Меня подвели к краю бассейна, устроили в соответствующей нише и занялись наведением моей красоты. Не отпускало ощущение, что по мне порхают бабочки, а вовсе не руки человеческих девушек. Мне вымыли, высушили и расчесали волосы, не дернув ни волоска, не вызвав даже малейших болезненных ощущений. К концу процедуры я невольно подумала о том, что жизнь местных аристократов – довольно приятная штука.

Я ошиблась.

Вернувшись из ванной, я увидела ожидающих меня рабынь с одеждой на вытянутых руках. Одежда соответствовала пыточным нарядам моей коронации в Прайде! Проклятые гоблины, мне придется это носить?!

* * *

Дверь открылась, являя светлый лик кесаря, когда мне заплетали волосы, дабы поместить их под полупрозрачный покров, долженствующий удерживаться золотым обручем. Платьев на мне было три: нижнее – мягкое, ласкающее кожу, легкое, белоснежное; среднее – перламутровая броня из ткани, затянувшая хуже корсета, сковывающая движения и вынуждающая держать истинно королевскую осанку, и верхнее – тончайшая дымчатая паутинка, расшитая серебряной нитью, что изображала какие-то руны. Изумительно красиво, должна признать, но катастрофически неудобно. И вот теперь мне заплетали волосы, столь туго, что казалось, кожа натянулась, а глаза заузились, но, видимо, так и следовало – чтобы ни одна волосинка не выбилась.
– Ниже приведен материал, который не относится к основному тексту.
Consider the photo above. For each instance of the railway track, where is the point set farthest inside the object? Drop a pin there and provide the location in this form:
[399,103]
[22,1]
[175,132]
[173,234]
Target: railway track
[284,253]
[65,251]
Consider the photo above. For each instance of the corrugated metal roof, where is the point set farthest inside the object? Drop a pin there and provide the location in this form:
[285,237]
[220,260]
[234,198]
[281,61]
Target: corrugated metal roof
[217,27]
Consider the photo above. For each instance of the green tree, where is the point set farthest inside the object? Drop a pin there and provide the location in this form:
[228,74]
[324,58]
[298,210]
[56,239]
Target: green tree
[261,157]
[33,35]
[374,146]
К слову, кесарь также соизволил приодеться – белоснежная рубашка с воротником-cтойкой, на отогнутых уголках серебрились те же руны, что украшали мое верхнее платье, серебристые, зауженные книзу брюки, с тонким серебристым ремешком, распущенные волосы. И венец Всевластия, поразительно точно копирующий тот, что кесарь надевал на торжественные мероприятия, типа нашей свадьбы и коронации в Рассветном мире.
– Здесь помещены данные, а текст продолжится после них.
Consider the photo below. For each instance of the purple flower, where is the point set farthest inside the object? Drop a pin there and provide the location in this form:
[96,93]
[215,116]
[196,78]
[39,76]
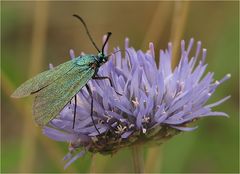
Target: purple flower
[157,102]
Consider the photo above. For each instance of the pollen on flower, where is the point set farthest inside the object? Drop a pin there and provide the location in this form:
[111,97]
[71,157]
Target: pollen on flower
[157,102]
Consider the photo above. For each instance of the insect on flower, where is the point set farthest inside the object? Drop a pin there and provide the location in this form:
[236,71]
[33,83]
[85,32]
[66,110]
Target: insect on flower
[56,87]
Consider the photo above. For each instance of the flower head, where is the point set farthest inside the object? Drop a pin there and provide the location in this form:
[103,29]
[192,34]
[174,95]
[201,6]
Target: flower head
[157,102]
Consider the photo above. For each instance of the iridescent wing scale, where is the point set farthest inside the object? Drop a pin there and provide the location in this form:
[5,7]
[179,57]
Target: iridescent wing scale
[51,99]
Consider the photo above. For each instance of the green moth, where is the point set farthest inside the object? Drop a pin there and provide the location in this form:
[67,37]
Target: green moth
[54,88]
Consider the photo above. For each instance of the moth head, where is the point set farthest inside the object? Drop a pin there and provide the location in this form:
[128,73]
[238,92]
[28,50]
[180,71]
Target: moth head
[102,58]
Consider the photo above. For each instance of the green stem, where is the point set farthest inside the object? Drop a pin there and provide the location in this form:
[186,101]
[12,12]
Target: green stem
[138,161]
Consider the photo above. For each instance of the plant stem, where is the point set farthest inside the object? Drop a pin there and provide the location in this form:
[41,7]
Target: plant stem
[93,165]
[138,161]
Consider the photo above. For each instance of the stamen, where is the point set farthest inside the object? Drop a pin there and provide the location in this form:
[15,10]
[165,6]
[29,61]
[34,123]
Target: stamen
[135,102]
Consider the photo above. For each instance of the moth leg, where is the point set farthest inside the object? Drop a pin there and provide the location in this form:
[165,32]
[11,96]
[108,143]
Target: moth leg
[75,110]
[90,93]
[103,78]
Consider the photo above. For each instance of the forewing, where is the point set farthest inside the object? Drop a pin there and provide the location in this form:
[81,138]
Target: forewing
[42,80]
[52,99]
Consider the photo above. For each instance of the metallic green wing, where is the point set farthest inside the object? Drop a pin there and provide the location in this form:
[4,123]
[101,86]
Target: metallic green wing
[42,80]
[52,99]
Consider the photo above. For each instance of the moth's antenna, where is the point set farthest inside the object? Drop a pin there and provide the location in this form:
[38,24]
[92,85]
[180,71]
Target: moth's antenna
[108,36]
[85,26]
[119,51]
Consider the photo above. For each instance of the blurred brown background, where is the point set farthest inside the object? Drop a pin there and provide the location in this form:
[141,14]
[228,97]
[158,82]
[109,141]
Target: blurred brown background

– Знаешь, что меня искренне изумляет? – вопросил его бессмертие, оценивающе скользя взглядом по моему наряду.

– Вы скажете, – резонно заметила я.

Улыбка скользнула по тонким губам, и император ответил:

– Ты очень верно подметила идентичность вязи рун, что украшают твое и мое одеяния. Это руна власти, нежная моя.